Em tempo: o vocal angelical que flutua por cima de Belfast foi retirado da peça de coral “O Euchari” de Hildegard Von Bingen.

Graças a essa bela introdução à obra do Orbital, na sequência ouvimos a hipnótica “Chime”, a qual depois viríamos a saber que tinha sido hino das tais raves inglesas em 1990 e se tornado numa das tracks mais influentes da música eletrônica ao lado de “Strings of Life” do detroiter Rhythm Is Rhythm .

Esta track, porém, não tem o apelo melódico/emocional de “Belfast”, embora seja daquelas músicas que vão crescendo a cada nova audição para ouvidos menos acostumados a longas faixas instrumentais repetitivas.
Após esses dois singles digeridos, finalmente nos interessamos pelos nomes dos componentes do projeto: tratava-se de dois caras de mesmo sobrenome – Phil e Paul Hartnoll.

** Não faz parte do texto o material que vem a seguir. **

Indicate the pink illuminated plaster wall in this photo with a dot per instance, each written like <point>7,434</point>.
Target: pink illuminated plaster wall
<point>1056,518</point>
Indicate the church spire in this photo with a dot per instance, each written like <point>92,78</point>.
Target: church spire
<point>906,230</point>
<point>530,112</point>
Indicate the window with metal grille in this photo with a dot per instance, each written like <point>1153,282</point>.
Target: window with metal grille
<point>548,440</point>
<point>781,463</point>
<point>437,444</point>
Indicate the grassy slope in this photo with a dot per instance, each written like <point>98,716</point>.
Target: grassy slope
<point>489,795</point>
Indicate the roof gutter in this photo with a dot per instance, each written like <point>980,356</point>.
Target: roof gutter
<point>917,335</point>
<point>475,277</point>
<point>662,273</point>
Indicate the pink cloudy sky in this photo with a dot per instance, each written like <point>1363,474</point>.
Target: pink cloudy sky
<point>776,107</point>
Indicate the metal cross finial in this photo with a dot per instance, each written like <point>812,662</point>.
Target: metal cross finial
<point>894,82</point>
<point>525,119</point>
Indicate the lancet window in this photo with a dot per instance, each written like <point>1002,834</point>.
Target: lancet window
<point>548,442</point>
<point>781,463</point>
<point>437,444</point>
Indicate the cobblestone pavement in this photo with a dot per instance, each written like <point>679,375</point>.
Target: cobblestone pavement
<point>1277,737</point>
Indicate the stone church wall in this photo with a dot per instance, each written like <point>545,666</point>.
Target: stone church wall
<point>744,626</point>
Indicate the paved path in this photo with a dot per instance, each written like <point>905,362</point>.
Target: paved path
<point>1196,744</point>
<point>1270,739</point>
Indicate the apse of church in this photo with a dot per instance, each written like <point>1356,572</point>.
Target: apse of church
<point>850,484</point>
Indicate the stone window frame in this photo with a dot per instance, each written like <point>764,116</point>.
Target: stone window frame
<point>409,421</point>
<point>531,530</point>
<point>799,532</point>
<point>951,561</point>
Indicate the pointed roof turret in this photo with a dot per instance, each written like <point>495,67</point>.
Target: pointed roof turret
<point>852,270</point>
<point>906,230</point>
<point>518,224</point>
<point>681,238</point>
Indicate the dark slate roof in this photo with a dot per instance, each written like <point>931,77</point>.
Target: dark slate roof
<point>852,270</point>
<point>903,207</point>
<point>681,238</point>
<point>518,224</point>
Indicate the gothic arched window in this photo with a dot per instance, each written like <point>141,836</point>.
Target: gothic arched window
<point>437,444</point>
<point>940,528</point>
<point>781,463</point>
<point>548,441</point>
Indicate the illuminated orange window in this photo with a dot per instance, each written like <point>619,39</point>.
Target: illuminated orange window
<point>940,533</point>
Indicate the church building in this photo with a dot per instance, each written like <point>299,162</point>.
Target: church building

Eram dois irmãos que se apresentavam ao vivo com aqueles óculos que trazem iluminação nas laterais, detalhe que acabou se tornando uma das marcas visuais da banda.

Mais contexto: nessa época de começo das raves os nomes que se tornaram conhecidos como projeto/banda/live p.a eram Guru Josh, Adamski, The KLF, LFO, 808 State, The Prodigy, Altern8 e o americano Moby.

Logo o Orbital se juntou a esse primeiríssimo time, lugar onde se encontra até hoje. O que se soube depois sobre a criação desse primeiro álbum é que suas tracks foram compostas ao longo dos primeiros anos do projeto dos irmão Hartnoll, onde não existe a mesma coesão que se notaria nos álbuns seguintes. “The Moebius” traz aqueles típicos loops de voz que iremos ouvir em obras futuras da banda, além do breakbeat comendo solto na base e os plinks-e-plonks que são outra identidade sonora da banda.

Em “Speedfreak” nota-se já uma certa entrada de notas musicais mais identificáveis, ao contrário da anterior e de outras, coalhadas de ruídos brancos. Uma bassline TB-303 serpenteia por cima de tudo, lembrando que acid house era logo ali. “Fahrenheit 303” é a mais funky de todas as faixas o que me faz pensar que ela renderia vários remixes interessantes nas mãos dos produtores certos.

Não há dúvida que o ápice das produções do grupo se daria alguns anos depois deste primeiro disco, quando seriam lançados os terceiro e quarto álbuns da banda, respectivamente “Snivilisation” e “In Sides”.

Se um dia o Kraftwerk teve praticamente seu começo radicalmente eletrônico com o álbum Autobahn, o Orbital debutou em grande estilo com este disco. E não, a associação não é gratuita, eu acho que o Orbital na década de 1990 é o herdeiro natural do quarteto alemão, com pitadas da estética do techno de Detroit, cena que aliás deve muito também aos 4 de Dusseldorf.